I am especially happy with the way in which the journal has become a leading space in which important and challenging extended academic ‘conversation’ around human rights and the environment takes place. The journal has gained a very strong international reputation for intellectual quality, which is a commitment that the editorial team puts front and centre of all our work. The journal is currently in the 88th centile, by citation count, of all law journals internationally — and that’s incredibly pleasing for the whole team. We have a very rigorous double-blind process, and that, I am sure, has really supported our pursuit of excellence. I am also particularly pleased with the way in which the journal team has always sought to support emerging scholars and also to support scholars from non-English speaking parts of the world to get published in English. We offer an incredibly solid level of editorial support to authors, far beyond ‘the norm’ in fact — and I’m delighted by the quality and commitment of the editorial team to that aspect of our work. Looking back over the last ten years, I can honestly say I am humbled to have the privilege of working with such a talented, passionate, ethically grounded people who all demonstrate such clear personal integrity and generosity in their work — undertaken free of remuneration and without workload credit from their institutions —in the service of the wider collective interest. In fact, if you push me to choose, I’d say that while I am really delighted about the international reputation of the journal for intellectual excellence, I’m most proud—in the final analysis—of the ethos of our editorial practice.

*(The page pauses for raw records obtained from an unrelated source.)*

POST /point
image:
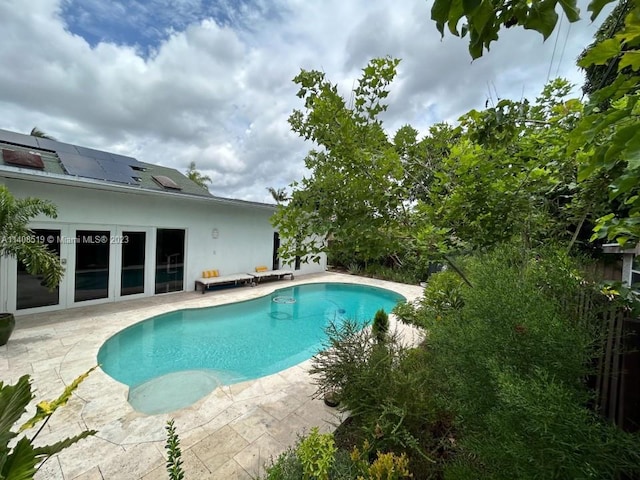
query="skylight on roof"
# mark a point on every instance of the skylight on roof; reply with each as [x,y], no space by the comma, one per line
[166,182]
[22,159]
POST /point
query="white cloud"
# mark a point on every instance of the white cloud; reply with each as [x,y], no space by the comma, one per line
[221,94]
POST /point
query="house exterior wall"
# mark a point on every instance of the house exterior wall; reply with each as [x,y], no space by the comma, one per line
[229,236]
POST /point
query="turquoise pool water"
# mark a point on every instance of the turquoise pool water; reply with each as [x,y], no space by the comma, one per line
[231,343]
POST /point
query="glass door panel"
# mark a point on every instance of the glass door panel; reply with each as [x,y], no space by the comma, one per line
[169,260]
[133,261]
[92,265]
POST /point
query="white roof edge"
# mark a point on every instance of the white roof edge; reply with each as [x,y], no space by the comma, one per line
[46,177]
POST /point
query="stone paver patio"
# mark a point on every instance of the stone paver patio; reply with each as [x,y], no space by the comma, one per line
[229,434]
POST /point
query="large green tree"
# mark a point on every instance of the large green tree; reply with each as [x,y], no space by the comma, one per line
[606,142]
[509,174]
[352,203]
[18,241]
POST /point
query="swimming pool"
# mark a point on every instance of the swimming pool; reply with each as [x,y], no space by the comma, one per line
[231,343]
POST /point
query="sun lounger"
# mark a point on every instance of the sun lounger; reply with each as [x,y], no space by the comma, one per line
[262,273]
[212,278]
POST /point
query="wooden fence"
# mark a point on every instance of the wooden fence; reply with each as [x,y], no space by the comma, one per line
[616,379]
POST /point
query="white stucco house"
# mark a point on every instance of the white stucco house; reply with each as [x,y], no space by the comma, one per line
[126,228]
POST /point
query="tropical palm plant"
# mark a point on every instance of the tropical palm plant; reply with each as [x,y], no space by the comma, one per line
[279,195]
[195,176]
[21,459]
[18,241]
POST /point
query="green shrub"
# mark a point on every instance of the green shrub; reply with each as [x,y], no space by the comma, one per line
[382,386]
[386,466]
[380,325]
[509,365]
[286,467]
[174,453]
[315,453]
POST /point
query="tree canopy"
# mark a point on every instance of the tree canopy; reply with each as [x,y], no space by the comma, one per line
[197,177]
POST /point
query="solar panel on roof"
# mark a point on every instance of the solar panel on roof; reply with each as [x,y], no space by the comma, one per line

How would you say the journal has contributed to debates about human rights and the environment?

I think that the reputation of the journal in this respect would underline my own sense that its key contribution has been to carve out a visible, high quality, ‘go-to’ academic space in which important, and sometimes really novel, ideas get explored. The journal invites a wide range of interdisciplinary contributions and combines a particularly invigorating mix of critical and doctrinal legal scholarship too. In that sense, I’d say the main contribution of the journal is that it draws together different constituencies and invites them into encounter with each other’s approaches and contributions. That breadth of engagement alone, I think, is an exciting and worthwhile contribution.

Are there limits to what a journal can achieve in terms of contributing to and shaping the scholarly debate?

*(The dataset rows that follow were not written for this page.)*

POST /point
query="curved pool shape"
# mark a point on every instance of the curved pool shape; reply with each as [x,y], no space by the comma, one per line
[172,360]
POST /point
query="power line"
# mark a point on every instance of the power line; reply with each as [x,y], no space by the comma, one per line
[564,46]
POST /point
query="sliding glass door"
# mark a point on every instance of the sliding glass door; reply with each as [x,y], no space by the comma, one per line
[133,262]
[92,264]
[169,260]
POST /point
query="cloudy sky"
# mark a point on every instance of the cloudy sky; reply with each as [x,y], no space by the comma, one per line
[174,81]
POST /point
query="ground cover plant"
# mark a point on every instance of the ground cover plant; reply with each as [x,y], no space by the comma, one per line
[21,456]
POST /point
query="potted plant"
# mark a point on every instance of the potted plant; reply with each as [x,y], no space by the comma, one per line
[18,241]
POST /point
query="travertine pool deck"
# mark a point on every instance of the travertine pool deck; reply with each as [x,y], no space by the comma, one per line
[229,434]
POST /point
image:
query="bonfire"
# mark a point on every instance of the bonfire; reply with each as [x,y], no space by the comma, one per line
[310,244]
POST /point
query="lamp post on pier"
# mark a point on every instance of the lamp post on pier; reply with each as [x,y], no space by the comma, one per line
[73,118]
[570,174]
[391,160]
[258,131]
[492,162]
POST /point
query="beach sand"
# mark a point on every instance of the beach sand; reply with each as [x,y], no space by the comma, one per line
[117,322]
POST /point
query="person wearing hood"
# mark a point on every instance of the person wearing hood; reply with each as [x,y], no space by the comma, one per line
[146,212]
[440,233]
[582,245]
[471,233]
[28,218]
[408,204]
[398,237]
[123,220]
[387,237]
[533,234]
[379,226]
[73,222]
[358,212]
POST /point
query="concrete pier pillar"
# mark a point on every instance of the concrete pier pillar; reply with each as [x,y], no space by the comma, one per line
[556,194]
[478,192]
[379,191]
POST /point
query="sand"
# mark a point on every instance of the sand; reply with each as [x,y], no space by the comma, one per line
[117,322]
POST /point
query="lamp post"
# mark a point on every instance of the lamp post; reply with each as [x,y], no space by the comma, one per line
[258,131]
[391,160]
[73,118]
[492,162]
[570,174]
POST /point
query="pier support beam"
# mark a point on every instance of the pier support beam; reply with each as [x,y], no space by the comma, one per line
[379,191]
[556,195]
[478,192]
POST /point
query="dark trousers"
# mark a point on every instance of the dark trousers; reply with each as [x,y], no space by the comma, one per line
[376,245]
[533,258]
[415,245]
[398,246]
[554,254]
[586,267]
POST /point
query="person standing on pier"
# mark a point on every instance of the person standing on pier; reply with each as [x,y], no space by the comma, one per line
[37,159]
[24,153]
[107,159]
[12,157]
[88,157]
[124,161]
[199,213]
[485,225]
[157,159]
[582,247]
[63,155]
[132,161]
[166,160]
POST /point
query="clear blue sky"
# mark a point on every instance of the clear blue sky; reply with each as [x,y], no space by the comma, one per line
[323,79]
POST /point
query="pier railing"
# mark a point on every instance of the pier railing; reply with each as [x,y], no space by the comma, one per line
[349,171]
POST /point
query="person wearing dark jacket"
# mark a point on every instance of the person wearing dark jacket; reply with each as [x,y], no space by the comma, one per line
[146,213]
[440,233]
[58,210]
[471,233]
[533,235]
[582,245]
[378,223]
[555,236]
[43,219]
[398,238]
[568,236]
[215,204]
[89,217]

Probably! Nevertheless, what a journal can achieve is the provision of an important platform for the fearless exploration of possibilities. I love the fact that everyone working on and submitting to the journal cares so passionately about the multiple crises afflicting human and non-human life. The work the journal publishes is, by its very nature, often concerned with change making; engagement with law and praxis; and/or with theories, practices and possibilities for crafting ‘worlds otherwise’.

Do you have plans for the future of the journal?

Yes. I am keen to see the editorial team deepen the ethos of our practice and perhaps, in time, also to get to the point where we routinely publish more issues. We currently publish two issues a year — precisely because we are more interested in quality than in quantity, but the field is growing explosively and we are getting more and more submissions, so it may be that, without sacrificing the high standards that we hold central to our mission, we can expand our contribution over time. I have an excellent Co-Editor in Chief in Julia Dehm, and I know that the on-going development of the journal and its future unfolding is very much at the forefront of our minds. As I have said, we have an absolutely wonderful editorial team and we will definitely be taking plans and conversations forward as time goes by!